Clearcorners is expensive as hell.....


----------



## drift240sxdragqueen (Oct 23, 2002)

only rice is cheap.


----------



## 93blackSER (Feb 1, 2003)

and it sounds like the person who started this thread is going for rice...


----------



## vsp3c (May 15, 2003)

if you think clearcorners is expensive..

www.ebay.com
www.google.com


----------



## drift240sxdragqueen (Oct 23, 2002)

ebay.com (where the ricers go)
google.com (where the newbs should go)


----------



## BlueBOB (Jan 29, 2003)

hey fool! i just bought a few things and sold a few things on ebay...

you callin me rice!?!?









but yes, the newbs do require google...


----------



## j4mie (Apr 1, 2003)

i tried google and shit first and found all kinds of lights but none of them would fit the 240. 
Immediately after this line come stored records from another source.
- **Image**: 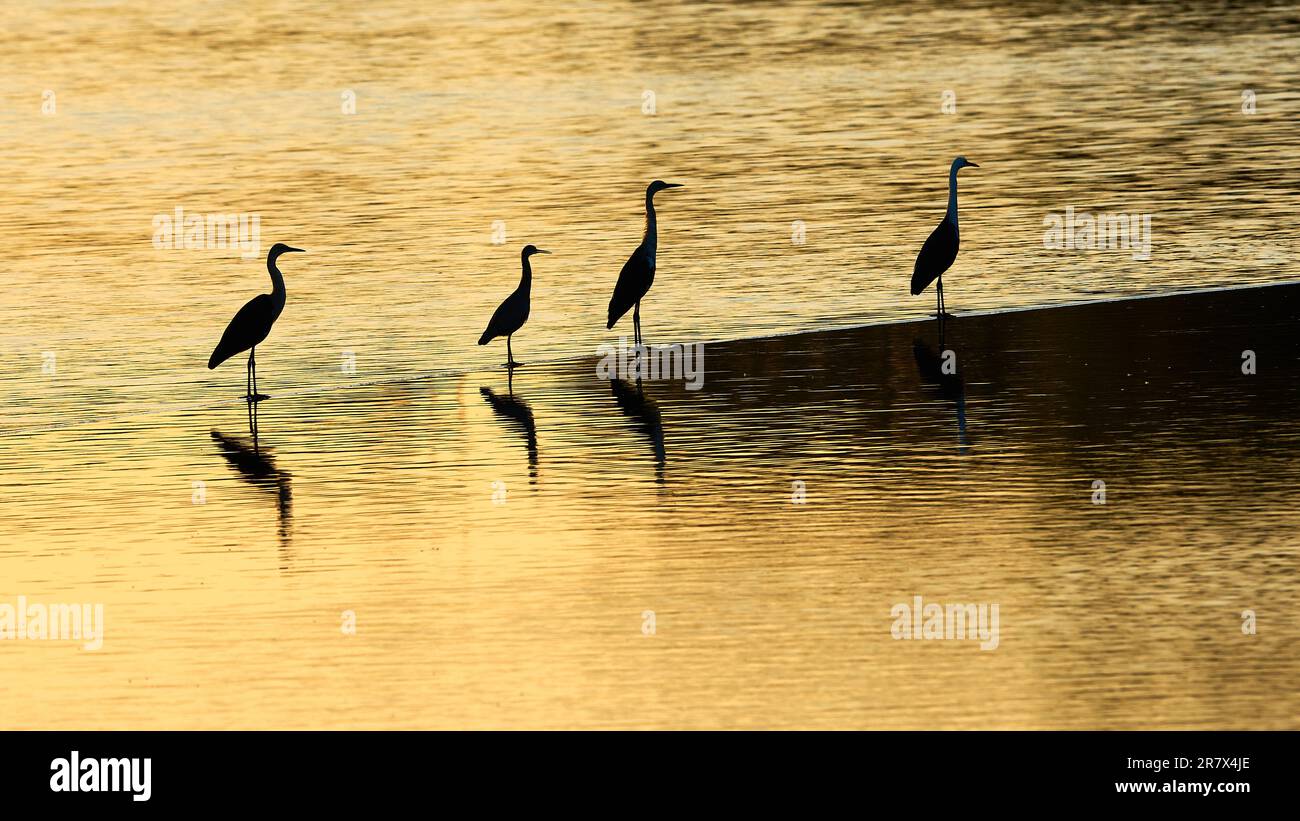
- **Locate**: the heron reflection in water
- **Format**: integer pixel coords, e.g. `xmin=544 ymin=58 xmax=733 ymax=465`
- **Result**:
xmin=610 ymin=379 xmax=668 ymax=485
xmin=212 ymin=403 xmax=294 ymax=561
xmin=911 ymin=328 xmax=971 ymax=455
xmin=478 ymin=374 xmax=537 ymax=485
not rice......................clear corners=i hate yellow


----------



## drift240sxdragqueen (Oct 23, 2002)

BlueBOB said:


> hey fool! i just bought a few things and sold a few things on ebay...
> 
> you callin me rice!?!?
> 
> ...


 iono buying some performance parts... such as engines


----------



## OPIUM (Aug 18, 2002)

drift240sxdrag said:


> ebay.com (where the ricers go)






















I fail to see the rice


----------



## drift240sxdragqueen (Oct 23, 2002)

didn't you get ur engine from night?


----------



## azRPS13 (Jun 7, 2003)

hes talkin bout the IC


----------



## OPIUM (Aug 18, 2002)

drift240sxdrag said:


> didn't you get ur engine from night?


yes and no. I got it through him but not from him. And yes, the IC is what willis is talkin about.


----------



## Mini_GTR (Nov 10, 2003)

I made my own clear bumper lights for my 89. $5 and you cant even tell that i made them.


----------



## vsp3c (May 15, 2003)

i know that bumping240sx made his onw clear turnsignals


----------



## Bumpin (Feb 18, 2003)

Yeah I made my own turn signals. Bought a sheet of those kitchen light covers, cut 2 pieces the same size and shape of my bumper lights, smoothed out the edges, then screwed them in. Made them 2 ply each side to make it a little tougher. One of the best $5 i've ever spent.


----------